Sweet! Its like a Mac Mini except its not a crappy Mac!


----------



## spectre440 (Aug 29, 2005)

aawww.... thats so cute i just wanna hug it!
hehehehe....

very very very nice.


----------



## Dippyskoodlez (Aug 29, 2005)

wazzledoozle said:
			
		

> Sweet! Its like a Mac Mini except its not a crappy Mac!




Mac minis dont suck....

nice work, but that fan coulda been hidden better imo


----------



## djbbenn (Aug 29, 2005)

wazzledoozle said:
			
		

> Sweet! Its like a Mac Mini except its not a crappy Mac!



Lol...

Very nice there Anarion.  

-Dan


----------



## wtf8269 (Aug 29, 2005)

Dippyskoodlez said:
			
		

> Mac minis dont suck....
> 
> nice work, but that fan coulda been hidden better imo


I disagree. I think the PowerMac G5's are nice, but I don't like the Mac Mini, the specs look just too bad to me. It's like buying a miniture version of a computer from the late 90's. Don't get me wrong, Mac Minis are well built and they serve their purpose, I just think it'd be too slow for me. I'd much rather have what Anarion built. That or a Frag Box, but with this you can say that you built it yourself. Good job Anarion.


----------



## Dippyskoodlez (Aug 29, 2005)

wtf8269 said:
			
		

> I disagree. I think the PowerMac G5's are nice, but I don't like the Mac Mini, the specs look just too bad to me. It's like buying a miniture version of a computer from the late 90's. Don't get me wrong, Mac Minis are well built and they serve their purpose, I just think it'd be too slow for me. I'd much rather have what Anarion built. That or a Frag Box, but with this you can say that you built it yourself. Good job Anarion.

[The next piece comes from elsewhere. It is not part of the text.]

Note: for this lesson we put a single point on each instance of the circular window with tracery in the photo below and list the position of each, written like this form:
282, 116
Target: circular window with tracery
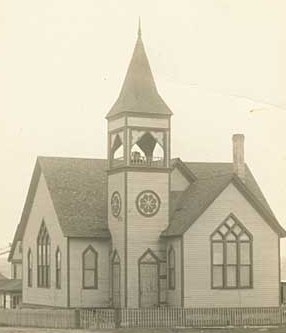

true, but the mac mini is targeted to the same audience that loves Mitx and someone needing a really tiny pc..

the mac mini is a **LOT** faster than the via cpu's..  

and yea.. G5's are schweet... Get to use one at school.


----------



## wazzledoozle (Aug 30, 2005)

Dippyskoodlez said:
			
		

> true, but the mac mini is targeted to the same audience that loves Mitx and someone needing a really tiny pc..
> 
> the mac mini is a **LOT** faster than the via cpu's..
> 
> and yea.. G5's are schweet... Get to use one at school.


You can get Micro ATX boards with non-via cpu's. An Athlon XP mobile would smack around the low end parts in a Mac Mini.

And that looks like a pre-made case, is it? If so, I need to know where so I can buy one immediately!


----------